Ganetespib as a monotherapy has also been investigated in additional cancers, including hepatocellular carcinoma [35], metastatic breast cancer [20], and non-small cell lung cancer [21]; however, similar to the current study, limited clinical benefit in these patient populations was observed. Due to the limited efficacy as a single agent therapy, numerous ongoing clinical trials are investigating ganetespib in combination with a variety of chemotherapeutic and targeted agents. Two recent studies investigating ganetespib combination therapies observed acceptable toxicity profiles and encouraging efficacy data in the treatment of rectal [36] and lung [37] cancers. In the phase II GALAXY-1 trial, ganetespib was investigated in combination with docetaxel as a second-line therapy in advanced non-small cell lung cancer; however, the combination therapy failed to improve progression-free survival [38]. Nonetheless, a trend in clinical benefit was observed in a subgroup of patients with adenocarcinoma that were diagnosed with advanced disease greater than six months before study entry; these results led to the design of the phase III GALAXY-2 trial for patients of that subgroup. Despite the trend in the phase II trial, the phase III trial closed early for futility. Although ganetespib plus docetaxel failed in lung cancer, combination therapies are still under investigation in ovarian (NCT02012192) and breast (NCT01042379) cancer, as well as acute myeloid leukemia and high-risk myelodysplastic syndrome (NCT01236144).
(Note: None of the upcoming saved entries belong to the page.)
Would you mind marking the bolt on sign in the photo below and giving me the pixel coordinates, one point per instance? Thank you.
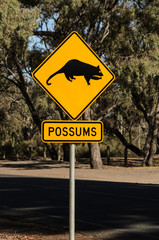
(73, 75)
(72, 131)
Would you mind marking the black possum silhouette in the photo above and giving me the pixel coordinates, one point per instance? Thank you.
(75, 67)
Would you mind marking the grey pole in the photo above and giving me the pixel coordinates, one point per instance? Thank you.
(72, 192)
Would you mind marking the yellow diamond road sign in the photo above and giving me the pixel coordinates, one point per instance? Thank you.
(73, 75)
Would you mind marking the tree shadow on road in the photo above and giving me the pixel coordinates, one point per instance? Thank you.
(109, 210)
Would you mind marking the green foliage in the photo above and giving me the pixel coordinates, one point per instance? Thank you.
(16, 23)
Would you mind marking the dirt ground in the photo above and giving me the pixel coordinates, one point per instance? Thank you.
(50, 169)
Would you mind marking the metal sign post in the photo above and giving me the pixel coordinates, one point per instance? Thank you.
(72, 192)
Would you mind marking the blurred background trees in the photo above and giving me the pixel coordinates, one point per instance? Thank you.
(125, 34)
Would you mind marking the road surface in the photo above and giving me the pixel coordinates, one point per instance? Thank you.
(109, 210)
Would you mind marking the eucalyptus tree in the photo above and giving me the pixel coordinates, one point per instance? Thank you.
(91, 20)
(17, 23)
(133, 50)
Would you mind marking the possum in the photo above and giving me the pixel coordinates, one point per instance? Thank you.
(75, 67)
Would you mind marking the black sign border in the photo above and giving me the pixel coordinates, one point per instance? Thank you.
(113, 77)
(71, 122)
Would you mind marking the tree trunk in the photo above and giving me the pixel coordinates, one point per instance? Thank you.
(94, 150)
(36, 119)
(66, 152)
(151, 141)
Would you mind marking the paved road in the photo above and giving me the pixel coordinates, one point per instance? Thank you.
(110, 210)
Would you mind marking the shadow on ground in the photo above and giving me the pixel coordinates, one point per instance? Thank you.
(109, 210)
(34, 165)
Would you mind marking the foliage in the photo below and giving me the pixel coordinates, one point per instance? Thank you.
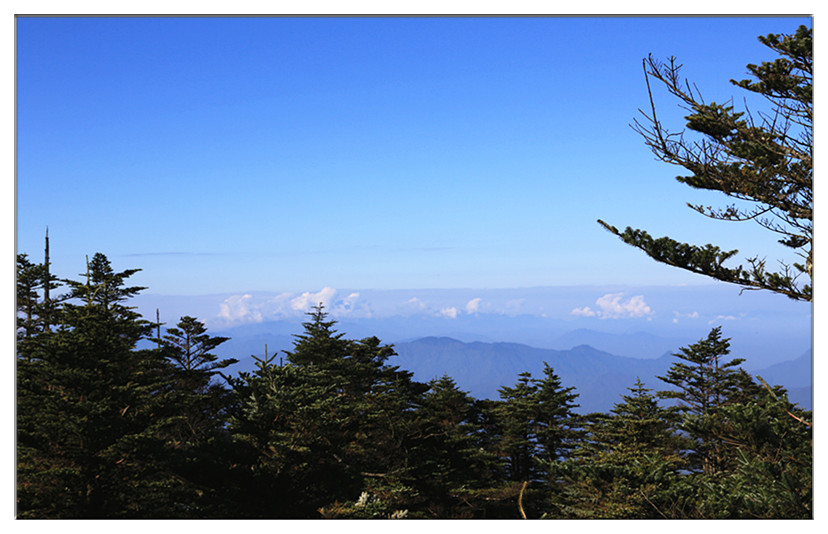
(763, 162)
(93, 411)
(108, 430)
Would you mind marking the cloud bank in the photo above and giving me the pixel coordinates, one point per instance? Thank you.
(612, 306)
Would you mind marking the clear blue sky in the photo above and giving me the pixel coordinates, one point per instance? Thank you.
(290, 154)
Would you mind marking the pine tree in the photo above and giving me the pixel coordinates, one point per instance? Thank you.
(628, 465)
(93, 412)
(334, 422)
(705, 382)
(766, 165)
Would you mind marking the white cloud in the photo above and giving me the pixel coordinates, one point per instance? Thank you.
(612, 306)
(238, 309)
(679, 315)
(451, 312)
(723, 318)
(306, 300)
(586, 311)
(473, 306)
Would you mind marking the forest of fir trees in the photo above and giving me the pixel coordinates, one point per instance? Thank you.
(121, 417)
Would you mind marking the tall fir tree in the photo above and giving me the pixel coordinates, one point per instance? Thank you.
(764, 161)
(93, 411)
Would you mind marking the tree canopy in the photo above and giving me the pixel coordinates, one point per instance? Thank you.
(763, 161)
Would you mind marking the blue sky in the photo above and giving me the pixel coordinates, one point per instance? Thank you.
(288, 154)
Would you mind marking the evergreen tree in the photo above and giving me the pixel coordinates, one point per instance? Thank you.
(705, 383)
(765, 165)
(628, 466)
(93, 412)
(771, 476)
(453, 467)
(334, 422)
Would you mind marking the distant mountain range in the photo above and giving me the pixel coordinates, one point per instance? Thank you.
(599, 378)
(481, 368)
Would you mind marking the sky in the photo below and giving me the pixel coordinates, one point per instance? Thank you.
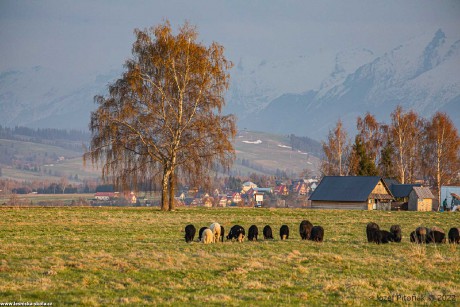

While clinical trials investigating ganetespib treatment combinations have been performed in a variety of other cancers, combination regimens in pancreatic cancer have not been tested. Nagaraju et al. recently investigated ganetespib in combination with 5FU and oxaliplatin in pancreatic tumor xenografts and observed a significant increase in tumor growth inhibition with the triplet combination compared to ganetespib or oxaliplatin/5-fluorouracil thereby providing evidence to suggest that ganetespib enhances the activity of chemotherapy in pancreatic cancer [39]. These results, therefore, provide motivation for investigating ganetespib-containing combination regimens in the treatment of advanced malignancies such as pancreatic cancer. In conclusion, ganetespib had an acceptable toxicity profile with modest clinical activity in patients with previously treated advanced pancreatic cancer. However, given the absence of tumor response and the limited activity when given as a monotherapy, ganetespib in combination with other cytotoxic chemotherapies should be investigated.

Acknowledgments

Source of Funding: Study supported by Vanderbilt-Ingram Cancer Center CCSG (P30CA68485) and Synta Pharmaceuticals.

Footnotes

Conflicts of Interest: DBC has served as an advisory board consultant for Merrimack and has institutional research funding from Synta, Incyte, Celgene, Hoffman-LaRoxhe, EMD-Serono, and Oncolytics Biotech. LWG has served as a consultant for Celgene and has institutional research funding from Astellas Pharma, Pfizer, Onxy, SunPharma, Lilly, and Bristol-Myers Squibb. JB has served as a consultant for Celgene, Genentech, Aduro, Boston Biomedical, Janssen, Cornerstone, Symphogen, and Bayer and has institutional research funding from Genentech, Abbvie, Taiho, Bayer, 5Prime, Phoenix, Incyte, and Vertex. EC has served on advisory boards for Castle Biosciences, Taiho, EMD-Serono, Amgen, Lilly, Advaxis, Bayer and Merrimack. For the remaining authors, none were declared.